The Next Generation’s Pumper
by Tim Smith
I started my airgunning decades ago with multi pump air rifles. To this day, pumpers are my preferred airgun power plant. This summer I learned of an upcoming air rifle from Umarex USA. To my surprise it was going to be a pumper! I anxiously waited for the Umarex NXG APX air rifle to be available this fall and to get my hands on one. The new air rifle is billed as “Next Generation Airguns for Next Generation Shooters”. With that in mind, upon arrival, I handed the APX to my 13 year old son, Ben, to do the initial testing to get his impressions. His findings are below.
The APX needs to be cocked before air can be compressed in the valve. Telling us that was a bright yellow “Quick Tips” paper packaged in the box along with the owner’s manual. Ben judged the cocking effort of pulling the bolt back as “medium effort” compared to other airguns he has handled. He suggested that it may become easier over time as the parts wear in.
The APX’s EZ-LOAD pellet ramp worked very well. It made for easy loading of a single pellet and reduced the number of incorrectly loaded pellets during our shooting session. Ben found the best way to load pellets was to move the bolt slightly forward to block the BB loading hole to prevent pellets from potentially falling in.
Using BB’s in the APX was extremely easy. Up to 75 BB’s can be stored in the APX’s receiver by opening a door on the left side. When the airgun is cocked, a magnet on the tip of the bolt grabs a steel BB from an opening in the EZ-LOAD design.
The large pump lever allowed Ben to put 10 pumps in the airgun. He mentioned that pump effort increased the most after pump 7. He found that 5 pumps was the compromise between pumping effort and power for backyard plinking. But said it was nice to know that he had the option of increase power if needed by adding additional pumps.
Before the trigger can be pulled, the SAFE-T-MATIC automatic safety needs to be disengaged. When the airgun is pumped the first time for each shot, the automatic safety is moved into the trigger guard just in front of the trigger. Ben found that using his thumb was the best way for him to disengage the safety before shooting. Once disengaged, the airgun can manually be put back on safe by sliding the safety lever backward.
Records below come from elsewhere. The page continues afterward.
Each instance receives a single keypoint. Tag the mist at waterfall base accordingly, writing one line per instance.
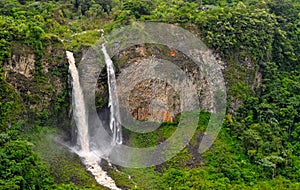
(91, 158)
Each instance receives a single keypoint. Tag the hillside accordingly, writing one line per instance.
(256, 43)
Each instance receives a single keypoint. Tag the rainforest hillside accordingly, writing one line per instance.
(258, 41)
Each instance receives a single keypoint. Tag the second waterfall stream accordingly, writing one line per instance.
(90, 160)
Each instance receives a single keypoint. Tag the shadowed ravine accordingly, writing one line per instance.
(90, 159)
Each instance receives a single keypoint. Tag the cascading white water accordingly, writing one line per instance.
(89, 158)
(113, 104)
(78, 106)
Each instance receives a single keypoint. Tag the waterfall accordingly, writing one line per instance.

The automatic safety is unique and only found on Umarex pumpers.
Trigger pull on our APX was firm. Once gotten used to, Ben was able to anticipate when the trigger would break.
Using the fiber optic front sight and adjustable rear sight, Ben did well shooting objects from as big as tin cans and to as small as empty CO2 cartridges at 30 to 40 feet.
The APX also came with a 4X15 scope that was not tried during our testing. The scope would be mounted on the APX’s Picatinny style rail. The rail accepts 11 mm rings and not a Weaver/Picatinny mounts.
Ben liked the size and weight of the APX. At only 3.4 pounds, it’s a very light air rifle. An overall length of 39 inches fit him very well too. Being left handed, he found the design of the APX’s synthetic black stock comfortable and also liked the modern styling and rubberized cheek piece.
As for performance, we achieved a velocity of 623 fps on 10 pumps using 5.2 grain RWS Hypermax pellets. RWS 7.0 grain pellets produced 600 fps on 10 pumps, while steel BB’s chrongraphed in at 626 fps on 10 pumps.
We found our time together shooting the Umarex APX multi pump air rile very enjoyable. Being a multi pump airgun, it’s very economical to shoot as it just requires pellets/BB’s and air, along with safety glasses.
With all its features and a MSRP starting at $69.99, the Umarex APX was one of the most sought after airguns this past Christmas season. Pick one up for the next generation of airgun shooters.